Looking for DuckDB query optim

Terdious · December 14, 2025, 9:44am

Following the discussions about RAM locking by DuckDB, it would be appropriate to check whether we can optimize the heaviest queries.

~~Pagination is one of the options to consider.~~

Below is an example of one of my heaviest pages for energy monitoring, each chart containing 8 series (which may be increased elsewhere) and everything being detailed for each phase (L1/L2/L3) + the total.

Time-based visualizations up to 3 months are smooth. But the yearly view is slower, around 10s.

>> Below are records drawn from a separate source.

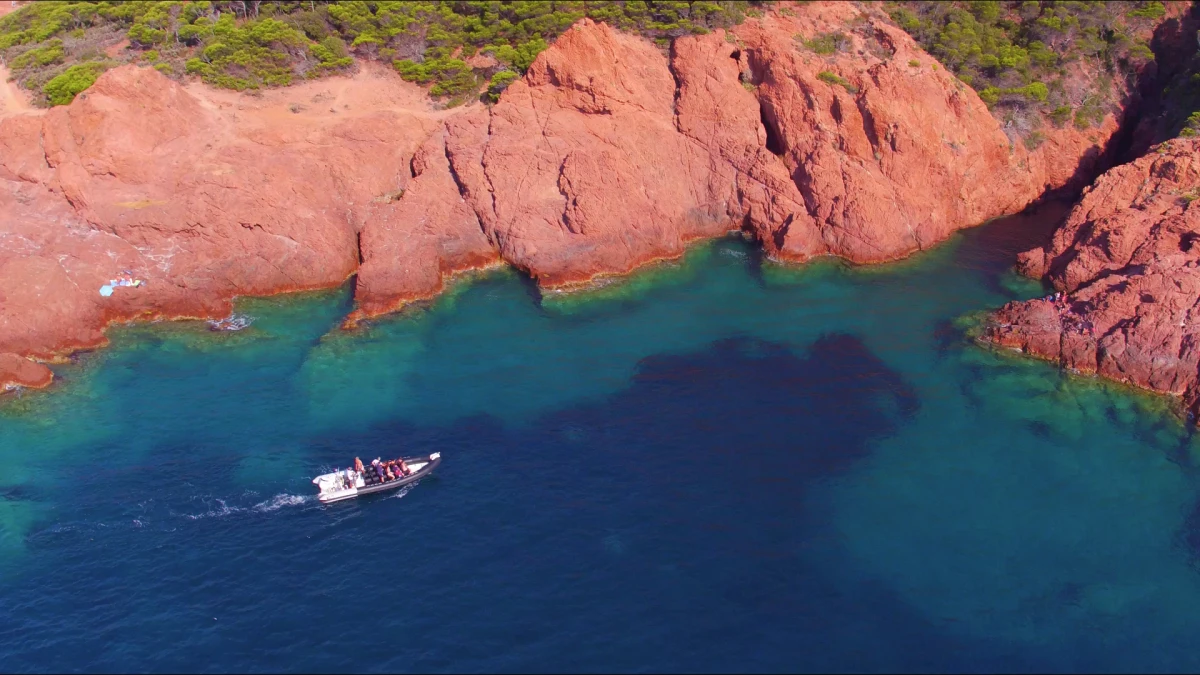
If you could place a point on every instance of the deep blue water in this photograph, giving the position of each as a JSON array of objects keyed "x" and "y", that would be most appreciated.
[{"x": 717, "y": 465}]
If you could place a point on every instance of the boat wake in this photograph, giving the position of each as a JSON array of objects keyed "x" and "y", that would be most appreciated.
[{"x": 223, "y": 508}]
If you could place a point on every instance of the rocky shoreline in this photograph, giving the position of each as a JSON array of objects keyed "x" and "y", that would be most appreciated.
[
  {"x": 1127, "y": 269},
  {"x": 606, "y": 156}
]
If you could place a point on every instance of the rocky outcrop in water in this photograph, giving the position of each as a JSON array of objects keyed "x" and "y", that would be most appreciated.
[
  {"x": 609, "y": 154},
  {"x": 18, "y": 371},
  {"x": 1127, "y": 262}
]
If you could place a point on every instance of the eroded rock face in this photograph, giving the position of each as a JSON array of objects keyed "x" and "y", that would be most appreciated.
[
  {"x": 607, "y": 155},
  {"x": 18, "y": 371},
  {"x": 203, "y": 195},
  {"x": 1128, "y": 263}
]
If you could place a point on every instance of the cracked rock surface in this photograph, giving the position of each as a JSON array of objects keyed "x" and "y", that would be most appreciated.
[
  {"x": 1127, "y": 261},
  {"x": 607, "y": 155}
]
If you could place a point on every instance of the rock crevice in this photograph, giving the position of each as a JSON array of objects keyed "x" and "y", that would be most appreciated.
[{"x": 607, "y": 155}]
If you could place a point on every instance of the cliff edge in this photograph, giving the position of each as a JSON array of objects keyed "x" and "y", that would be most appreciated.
[
  {"x": 607, "y": 155},
  {"x": 1127, "y": 267}
]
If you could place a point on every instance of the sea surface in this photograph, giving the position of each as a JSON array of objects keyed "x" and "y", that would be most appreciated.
[{"x": 714, "y": 465}]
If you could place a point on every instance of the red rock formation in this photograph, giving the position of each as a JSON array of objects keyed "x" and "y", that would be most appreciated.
[
  {"x": 18, "y": 371},
  {"x": 205, "y": 195},
  {"x": 607, "y": 155},
  {"x": 413, "y": 240},
  {"x": 1128, "y": 262}
]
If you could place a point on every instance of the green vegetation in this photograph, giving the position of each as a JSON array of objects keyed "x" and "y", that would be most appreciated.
[
  {"x": 64, "y": 87},
  {"x": 827, "y": 42},
  {"x": 1018, "y": 54},
  {"x": 249, "y": 45},
  {"x": 834, "y": 78},
  {"x": 1192, "y": 126}
]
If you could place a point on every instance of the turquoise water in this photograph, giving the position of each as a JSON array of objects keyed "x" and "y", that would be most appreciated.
[{"x": 715, "y": 465}]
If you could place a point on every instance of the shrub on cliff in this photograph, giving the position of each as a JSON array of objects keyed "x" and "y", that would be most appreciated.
[
  {"x": 263, "y": 43},
  {"x": 1019, "y": 54},
  {"x": 63, "y": 88}
]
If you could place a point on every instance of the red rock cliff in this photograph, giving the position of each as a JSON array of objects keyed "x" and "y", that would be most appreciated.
[
  {"x": 1128, "y": 263},
  {"x": 605, "y": 156}
]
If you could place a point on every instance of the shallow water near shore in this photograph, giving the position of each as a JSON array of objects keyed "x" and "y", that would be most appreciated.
[{"x": 715, "y": 465}]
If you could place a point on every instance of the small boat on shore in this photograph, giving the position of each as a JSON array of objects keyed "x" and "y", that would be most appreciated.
[{"x": 349, "y": 483}]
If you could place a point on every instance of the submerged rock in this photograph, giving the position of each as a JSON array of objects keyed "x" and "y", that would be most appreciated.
[
  {"x": 1128, "y": 263},
  {"x": 607, "y": 155},
  {"x": 18, "y": 371}
]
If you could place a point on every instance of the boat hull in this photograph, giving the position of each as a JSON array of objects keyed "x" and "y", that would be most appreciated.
[{"x": 421, "y": 467}]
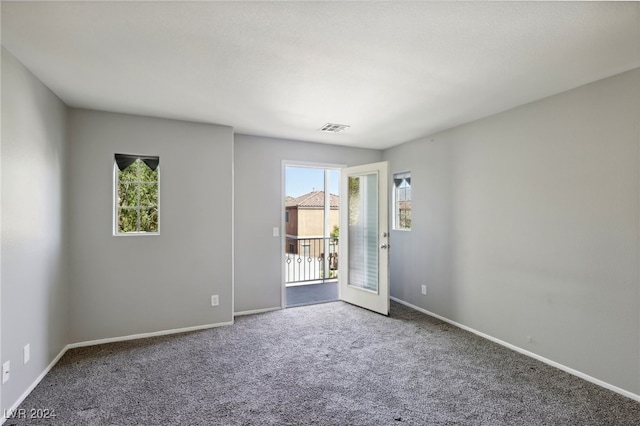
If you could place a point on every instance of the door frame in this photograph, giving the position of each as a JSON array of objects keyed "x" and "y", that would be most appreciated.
[
  {"x": 379, "y": 300},
  {"x": 283, "y": 235}
]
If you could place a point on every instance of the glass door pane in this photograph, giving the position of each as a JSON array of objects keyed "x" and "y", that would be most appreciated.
[{"x": 363, "y": 232}]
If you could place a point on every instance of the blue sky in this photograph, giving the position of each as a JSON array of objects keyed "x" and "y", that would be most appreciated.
[{"x": 302, "y": 180}]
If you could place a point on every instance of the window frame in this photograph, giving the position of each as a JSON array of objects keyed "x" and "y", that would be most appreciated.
[
  {"x": 396, "y": 220},
  {"x": 115, "y": 231}
]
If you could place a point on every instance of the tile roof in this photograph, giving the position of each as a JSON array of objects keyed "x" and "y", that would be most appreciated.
[{"x": 312, "y": 199}]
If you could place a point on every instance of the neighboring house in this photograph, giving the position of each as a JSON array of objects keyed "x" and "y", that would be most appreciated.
[{"x": 304, "y": 218}]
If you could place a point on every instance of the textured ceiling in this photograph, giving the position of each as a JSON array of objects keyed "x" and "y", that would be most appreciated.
[{"x": 393, "y": 71}]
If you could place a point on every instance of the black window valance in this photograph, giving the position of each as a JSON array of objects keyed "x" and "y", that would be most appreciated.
[
  {"x": 125, "y": 160},
  {"x": 398, "y": 178}
]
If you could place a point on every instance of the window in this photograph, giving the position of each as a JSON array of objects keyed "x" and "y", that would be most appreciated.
[
  {"x": 136, "y": 192},
  {"x": 402, "y": 201}
]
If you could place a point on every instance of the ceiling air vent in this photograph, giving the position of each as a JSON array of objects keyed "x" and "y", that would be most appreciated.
[{"x": 333, "y": 128}]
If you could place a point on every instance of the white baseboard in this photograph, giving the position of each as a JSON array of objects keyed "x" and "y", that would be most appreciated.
[
  {"x": 255, "y": 311},
  {"x": 527, "y": 353},
  {"x": 33, "y": 385},
  {"x": 145, "y": 335},
  {"x": 100, "y": 342}
]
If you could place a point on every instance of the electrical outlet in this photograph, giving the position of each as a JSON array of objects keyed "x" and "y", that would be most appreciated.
[{"x": 5, "y": 371}]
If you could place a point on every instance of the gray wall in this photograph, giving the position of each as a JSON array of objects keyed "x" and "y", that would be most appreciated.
[
  {"x": 526, "y": 224},
  {"x": 138, "y": 284},
  {"x": 258, "y": 209},
  {"x": 34, "y": 226}
]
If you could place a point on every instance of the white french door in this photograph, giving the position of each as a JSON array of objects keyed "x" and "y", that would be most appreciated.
[{"x": 364, "y": 237}]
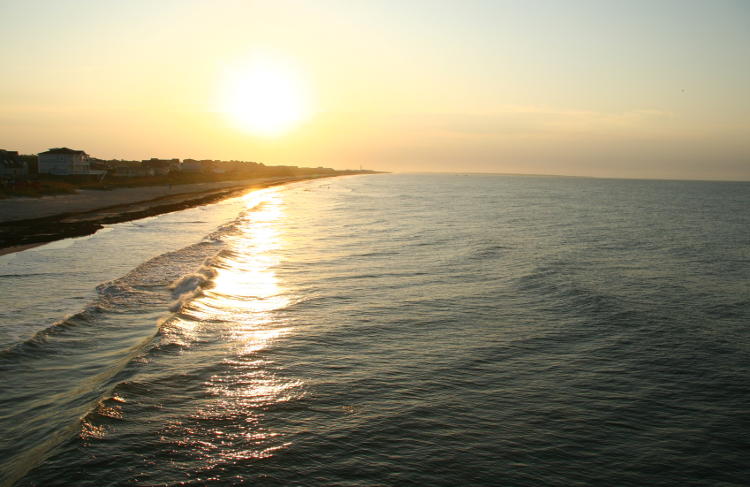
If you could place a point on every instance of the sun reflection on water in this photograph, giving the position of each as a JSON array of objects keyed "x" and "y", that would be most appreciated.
[{"x": 237, "y": 315}]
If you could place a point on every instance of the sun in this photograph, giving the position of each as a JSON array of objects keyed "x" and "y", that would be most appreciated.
[{"x": 265, "y": 97}]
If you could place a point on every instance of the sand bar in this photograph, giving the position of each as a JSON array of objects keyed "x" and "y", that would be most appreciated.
[{"x": 27, "y": 222}]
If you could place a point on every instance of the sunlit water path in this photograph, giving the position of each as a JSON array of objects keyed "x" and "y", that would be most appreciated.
[{"x": 390, "y": 330}]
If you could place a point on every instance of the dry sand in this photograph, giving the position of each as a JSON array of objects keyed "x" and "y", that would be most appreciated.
[{"x": 28, "y": 222}]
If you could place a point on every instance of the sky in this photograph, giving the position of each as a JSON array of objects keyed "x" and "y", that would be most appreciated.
[{"x": 630, "y": 88}]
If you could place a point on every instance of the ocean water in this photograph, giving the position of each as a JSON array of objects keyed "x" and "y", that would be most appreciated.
[{"x": 389, "y": 330}]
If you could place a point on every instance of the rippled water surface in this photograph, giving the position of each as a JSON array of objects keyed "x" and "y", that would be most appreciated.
[{"x": 389, "y": 330}]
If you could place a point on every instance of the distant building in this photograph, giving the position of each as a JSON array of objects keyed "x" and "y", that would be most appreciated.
[
  {"x": 162, "y": 167},
  {"x": 128, "y": 169},
  {"x": 12, "y": 166},
  {"x": 65, "y": 162},
  {"x": 191, "y": 165}
]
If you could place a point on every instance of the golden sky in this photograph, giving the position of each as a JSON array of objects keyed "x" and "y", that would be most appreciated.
[{"x": 590, "y": 88}]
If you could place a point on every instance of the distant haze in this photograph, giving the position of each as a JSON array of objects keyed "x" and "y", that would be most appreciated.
[{"x": 655, "y": 89}]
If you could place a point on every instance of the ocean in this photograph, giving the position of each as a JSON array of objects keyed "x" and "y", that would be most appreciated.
[{"x": 383, "y": 330}]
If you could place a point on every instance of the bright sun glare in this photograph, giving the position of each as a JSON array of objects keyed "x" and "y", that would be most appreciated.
[{"x": 265, "y": 97}]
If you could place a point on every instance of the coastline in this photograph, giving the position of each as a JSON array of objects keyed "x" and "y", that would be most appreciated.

Initial query when displaying the dashboard with charts for the last hour:

Start of loading when switching to year on the 1st chart

End of loading

Query details

Temporal detail of the query

Following the 4.66.3 update, I confirm that I now take « only » 1s more for the yearly view and no difference is felt for the rest:

@pierre-gilles, feel free to tell me if you want more details

pierre-gilles · December 14, 2025, 9:51am

No need for pagination, we do sampling, we only return at most 300 rows per chart

I’ll take a look with this information, thanks for the detailed post!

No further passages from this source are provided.